Zehn Jahre nach der Reaktorkatastrophe von Tschnernobyl reiste Köck nach Minsk, besuchte die Kinderkrebsstation, arbeitete in der Pathologie. "Ich war im Krankenhaus, habe die Kinder gesehen, manche davon hab ich zwei Tage später am Seziertisch vor mir gehabt."

Organlandschaften

Natürlich wird Köck oft gefragt, warum er nicht endlich einmal etwas anderes malt, was "Schönes", Berge, Sonnenaufgang, Landschaften. "Ich male Organlandschaften", sagt er. Ihm ist durchaus bewusst, dass der Betrachter "das nicht will", er selbst will aber weniger provozieren, ihm geht es um die Auseinandersetzung. Eine manische Verbundenheit zum Thema ist aber nicht zu leugnen. "Der Tod kann sich nicht erschöpfen", sagt Köck, "der ist so vielseitig, zeigt immer neue Facetten. Wie das Leben."

Außerdem: "Der Tod ist der Höhepunkt meines Schaffens. Ich als Produzent werde abtreten, aber das Werk bleibt."

"Vorzeitig beenden"

Angst vor dem Tod hat er selbst nicht. Nur vor dem Sterben: "Wenn es mit Schmerzen verbunden ist. Aber dann würde ich es vorzeitig beenden."

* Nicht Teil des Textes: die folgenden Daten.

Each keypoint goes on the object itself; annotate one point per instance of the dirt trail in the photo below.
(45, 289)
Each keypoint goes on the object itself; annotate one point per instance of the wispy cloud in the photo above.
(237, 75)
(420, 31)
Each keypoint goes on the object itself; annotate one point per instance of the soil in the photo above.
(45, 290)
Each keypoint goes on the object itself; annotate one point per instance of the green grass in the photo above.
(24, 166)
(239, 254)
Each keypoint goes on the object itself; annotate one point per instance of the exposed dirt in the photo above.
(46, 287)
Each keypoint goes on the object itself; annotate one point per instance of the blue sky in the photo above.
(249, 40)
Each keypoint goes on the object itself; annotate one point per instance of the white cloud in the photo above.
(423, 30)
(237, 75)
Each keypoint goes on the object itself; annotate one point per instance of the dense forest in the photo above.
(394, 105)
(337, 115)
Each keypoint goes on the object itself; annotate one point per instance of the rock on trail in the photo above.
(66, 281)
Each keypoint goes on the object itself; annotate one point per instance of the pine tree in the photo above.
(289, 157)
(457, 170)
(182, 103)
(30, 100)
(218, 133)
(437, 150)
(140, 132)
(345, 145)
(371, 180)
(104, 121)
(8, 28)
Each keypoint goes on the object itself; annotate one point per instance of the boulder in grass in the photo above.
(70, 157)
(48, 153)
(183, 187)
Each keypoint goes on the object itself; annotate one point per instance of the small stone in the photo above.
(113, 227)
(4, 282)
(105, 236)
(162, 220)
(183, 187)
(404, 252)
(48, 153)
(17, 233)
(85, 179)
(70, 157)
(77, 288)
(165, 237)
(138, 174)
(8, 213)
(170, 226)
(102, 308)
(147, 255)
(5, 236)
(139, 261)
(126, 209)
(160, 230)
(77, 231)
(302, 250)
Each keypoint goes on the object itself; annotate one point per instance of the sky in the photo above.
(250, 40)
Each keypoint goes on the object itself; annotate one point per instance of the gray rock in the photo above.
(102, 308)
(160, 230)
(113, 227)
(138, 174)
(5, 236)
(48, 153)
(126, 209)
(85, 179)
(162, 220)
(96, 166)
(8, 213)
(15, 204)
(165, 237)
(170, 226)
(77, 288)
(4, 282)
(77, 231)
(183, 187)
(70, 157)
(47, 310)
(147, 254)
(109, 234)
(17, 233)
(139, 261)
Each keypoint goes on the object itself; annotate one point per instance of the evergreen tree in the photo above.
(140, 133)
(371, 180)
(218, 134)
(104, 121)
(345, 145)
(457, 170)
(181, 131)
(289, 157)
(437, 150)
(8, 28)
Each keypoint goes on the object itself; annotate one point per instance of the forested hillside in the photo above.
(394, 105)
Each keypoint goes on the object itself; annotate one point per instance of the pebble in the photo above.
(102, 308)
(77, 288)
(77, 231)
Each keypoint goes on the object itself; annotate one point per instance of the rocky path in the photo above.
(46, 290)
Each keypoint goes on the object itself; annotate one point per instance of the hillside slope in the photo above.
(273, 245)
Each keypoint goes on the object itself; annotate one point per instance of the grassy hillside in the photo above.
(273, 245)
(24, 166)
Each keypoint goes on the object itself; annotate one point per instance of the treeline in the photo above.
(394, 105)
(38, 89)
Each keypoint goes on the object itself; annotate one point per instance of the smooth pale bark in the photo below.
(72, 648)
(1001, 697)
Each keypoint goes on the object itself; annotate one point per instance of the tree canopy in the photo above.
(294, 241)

Manche gehen Köck aus dem Weg, weil sie die Konfrontation mit dem Thema scheuen. Er selbst hat ein entspanntes Verhältnis dazu. Wenn er über Freunde oder Bekannte spricht, die bereits verstorben sind, fügt er wie selbstverständlich immer die Todesursache hinzu. "Leukämie" etwa, "Lunge", "Leber" oder schlicht "Alter".

"Bewegung" im Thema

In der aktuellen Ausstellung "exitus. tod alltäglich" im Wiener Künstlerhaus (in Zusammenarbeit mit der Bestattung Wien, zu der Köck selbstverständlich beste Beziehungen hat) ist er gleich mit mehreren Exponaten vertreten. Neben seinen Bildern (Verkaufswert zwischen 3000 und 5000 Euro) ist dort auch eine Sarginstallation zu sehen. Während der zwei Monate, in denen der Sarg bei ihm im Atelier stand, kamen immer wieder Freunde vorbei, zum Probeliegen. Wer im Künstlerhaus in die Sarginstallation blickt, wird in einem Spiegel auch sich selbst sehen. Nebenbei ist mit dem Sarg ein Video entstanden. "Ich wollte ein bisschen Bewegung in das Thema bringen."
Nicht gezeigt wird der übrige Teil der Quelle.